Saudi Prince Sattam Bin Abdul Aziz (R) and Prince Turki Al Faisal
Saudi Prince Sattam Bin Abdul Aziz (R) and Prince Turki Al Faisal leave Imam Turki bin Abdullah mosque in Riyadh Reuters

The world's top oil exporter, Saudi Arabia, is expected to increase official oil selling prices of October crude for Asian clients, according to a Reuters report.

That's because refineries across Asia are booming in their efforts to keep up with demand for fuel oil and jet fuel - high margin fuels.

Seven traders that took part in a Reuters poll said they expect the price of Arab Light to rise between 15 and 80 cents to a premium of 90 cents-$1.55 a barrel to the average of Oman and Dubai quotes. Spot cargo premiums have rebounded to levels not seen since Saudi Arabia boosted oil output towards 10 million barrels a day in June, according to Reuters.

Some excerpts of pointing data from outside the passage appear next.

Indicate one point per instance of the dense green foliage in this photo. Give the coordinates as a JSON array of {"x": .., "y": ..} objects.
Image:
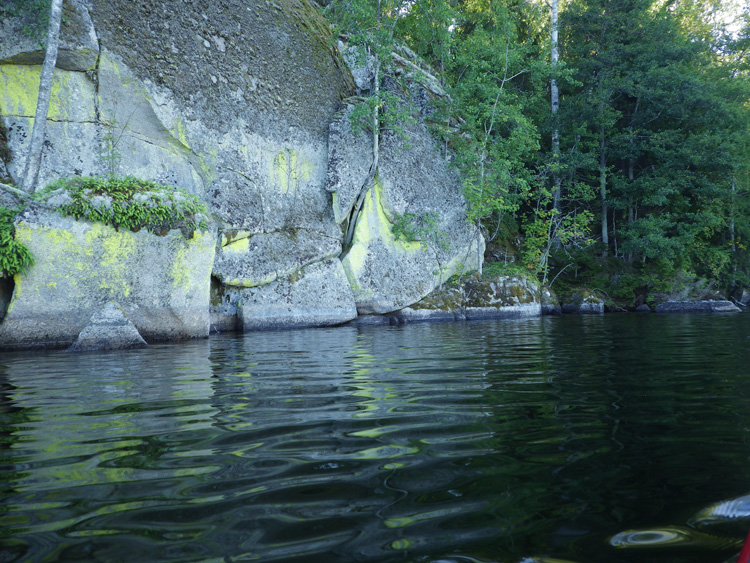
[
  {"x": 15, "y": 258},
  {"x": 127, "y": 202},
  {"x": 650, "y": 182}
]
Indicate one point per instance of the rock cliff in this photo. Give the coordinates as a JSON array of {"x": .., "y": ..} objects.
[{"x": 241, "y": 104}]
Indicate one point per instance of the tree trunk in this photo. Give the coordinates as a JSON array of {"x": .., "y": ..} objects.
[
  {"x": 34, "y": 157},
  {"x": 603, "y": 189},
  {"x": 555, "y": 106},
  {"x": 375, "y": 160}
]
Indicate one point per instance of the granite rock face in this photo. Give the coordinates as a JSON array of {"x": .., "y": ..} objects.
[
  {"x": 319, "y": 295},
  {"x": 108, "y": 329},
  {"x": 697, "y": 307},
  {"x": 583, "y": 303},
  {"x": 161, "y": 282},
  {"x": 244, "y": 105},
  {"x": 414, "y": 179},
  {"x": 503, "y": 297}
]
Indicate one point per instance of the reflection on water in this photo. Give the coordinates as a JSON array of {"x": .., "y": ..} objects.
[{"x": 536, "y": 440}]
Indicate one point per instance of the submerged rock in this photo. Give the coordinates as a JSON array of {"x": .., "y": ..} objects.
[
  {"x": 697, "y": 307},
  {"x": 108, "y": 329},
  {"x": 498, "y": 298}
]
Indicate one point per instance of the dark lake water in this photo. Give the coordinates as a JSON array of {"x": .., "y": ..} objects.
[{"x": 458, "y": 442}]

The benchmark Dubai swaps curve shifted from a structure denoting ample supplies to that of a tighter balance. The Dubai benchmark price is quite attractive and everybody has been rushing to buy, said a trader with a northeast Asian refiner of Saudi crude to Reuters. Refineries are coming back from maintenance, while the tightness in Europe means there are limited imports and cargoes priced off Dubai are even moving into the Mediterranean.

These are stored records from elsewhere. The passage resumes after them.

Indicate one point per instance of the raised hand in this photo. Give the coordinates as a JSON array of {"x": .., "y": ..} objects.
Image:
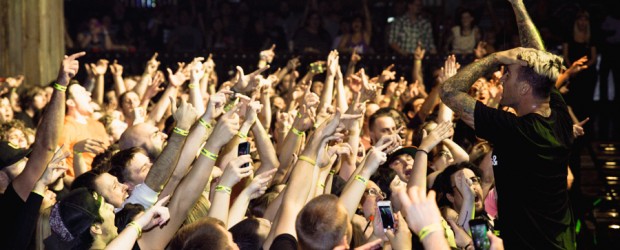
[
  {"x": 178, "y": 78},
  {"x": 246, "y": 83},
  {"x": 227, "y": 126},
  {"x": 55, "y": 169},
  {"x": 259, "y": 184},
  {"x": 332, "y": 62},
  {"x": 449, "y": 68},
  {"x": 157, "y": 215},
  {"x": 420, "y": 209},
  {"x": 578, "y": 65},
  {"x": 235, "y": 171},
  {"x": 185, "y": 114},
  {"x": 419, "y": 52},
  {"x": 442, "y": 131},
  {"x": 90, "y": 146},
  {"x": 197, "y": 69},
  {"x": 69, "y": 68},
  {"x": 215, "y": 107},
  {"x": 116, "y": 68},
  {"x": 387, "y": 74},
  {"x": 480, "y": 51},
  {"x": 293, "y": 63},
  {"x": 578, "y": 128}
]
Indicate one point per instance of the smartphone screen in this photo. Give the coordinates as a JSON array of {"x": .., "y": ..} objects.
[
  {"x": 244, "y": 149},
  {"x": 479, "y": 229},
  {"x": 385, "y": 209}
]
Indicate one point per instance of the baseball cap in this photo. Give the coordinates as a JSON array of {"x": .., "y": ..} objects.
[{"x": 11, "y": 154}]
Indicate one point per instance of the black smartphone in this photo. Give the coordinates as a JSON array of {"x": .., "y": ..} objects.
[
  {"x": 479, "y": 230},
  {"x": 387, "y": 217},
  {"x": 244, "y": 149}
]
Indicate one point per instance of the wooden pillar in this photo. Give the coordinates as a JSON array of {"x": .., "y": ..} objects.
[{"x": 31, "y": 39}]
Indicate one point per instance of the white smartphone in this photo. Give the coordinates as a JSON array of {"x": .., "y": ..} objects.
[{"x": 387, "y": 216}]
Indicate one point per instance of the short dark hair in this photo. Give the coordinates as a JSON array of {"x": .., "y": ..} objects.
[
  {"x": 321, "y": 224},
  {"x": 443, "y": 184},
  {"x": 383, "y": 112},
  {"x": 87, "y": 180},
  {"x": 195, "y": 235},
  {"x": 120, "y": 161}
]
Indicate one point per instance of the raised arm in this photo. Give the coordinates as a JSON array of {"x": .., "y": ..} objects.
[
  {"x": 528, "y": 34},
  {"x": 149, "y": 72},
  {"x": 162, "y": 169},
  {"x": 99, "y": 71},
  {"x": 199, "y": 133},
  {"x": 48, "y": 131},
  {"x": 298, "y": 188},
  {"x": 117, "y": 75},
  {"x": 454, "y": 90},
  {"x": 193, "y": 184}
]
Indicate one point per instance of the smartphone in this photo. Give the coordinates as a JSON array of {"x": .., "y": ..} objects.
[
  {"x": 385, "y": 210},
  {"x": 479, "y": 230},
  {"x": 244, "y": 149}
]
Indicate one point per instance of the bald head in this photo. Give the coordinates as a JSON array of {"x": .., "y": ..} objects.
[{"x": 146, "y": 136}]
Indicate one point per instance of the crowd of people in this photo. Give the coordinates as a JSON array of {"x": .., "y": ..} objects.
[{"x": 280, "y": 158}]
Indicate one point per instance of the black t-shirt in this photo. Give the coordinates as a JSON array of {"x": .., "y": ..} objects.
[
  {"x": 284, "y": 242},
  {"x": 530, "y": 159},
  {"x": 18, "y": 218}
]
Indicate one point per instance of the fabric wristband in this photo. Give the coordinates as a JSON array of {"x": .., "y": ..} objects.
[
  {"x": 361, "y": 179},
  {"x": 428, "y": 229},
  {"x": 242, "y": 136},
  {"x": 205, "y": 123},
  {"x": 181, "y": 131},
  {"x": 208, "y": 154},
  {"x": 297, "y": 132},
  {"x": 307, "y": 159},
  {"x": 60, "y": 87},
  {"x": 135, "y": 226},
  {"x": 224, "y": 189}
]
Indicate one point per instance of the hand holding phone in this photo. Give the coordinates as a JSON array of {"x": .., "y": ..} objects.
[
  {"x": 387, "y": 216},
  {"x": 479, "y": 230},
  {"x": 244, "y": 149}
]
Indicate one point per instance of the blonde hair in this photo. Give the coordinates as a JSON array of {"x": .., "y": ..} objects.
[{"x": 576, "y": 30}]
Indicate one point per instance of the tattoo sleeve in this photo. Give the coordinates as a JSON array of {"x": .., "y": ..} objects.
[
  {"x": 528, "y": 34},
  {"x": 454, "y": 89}
]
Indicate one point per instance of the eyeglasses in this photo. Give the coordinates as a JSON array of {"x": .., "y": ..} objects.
[
  {"x": 474, "y": 180},
  {"x": 374, "y": 192}
]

Meanwhile, a resumption of output in Libya would weigh on values of Saudi Arab Extra Light and Super Light crudes, for which prices are expected to increase much less than for Arab Heavy and Arab Medium.

Reuters reported that concerns still surround a potential global economic slowdown as economic indicators deteriorate in Europe and top oil consumer the United States may temper the increase in Saudi OSPs. The Saudis don't want to rock the boat too much when it is almost teetering into recession, a trader with a European trading firm said. They know Libya will come back and increase competition in lighter grades.

State oil company Saudi Aramco last month already lowered the price of Arab Light by a larger-than-expected 60 cents, weighed down by refinery snags in China, Taiwan and India. But Reuters reported that PetroChina is restarting a crude unit at its largest refinery in Dalian and will begin normal operations by the end of this month. Taiwan's Formosa Petrochemical Corp's last week restarted a crude distillation unit at its 540,000-bpd Mailiao plant.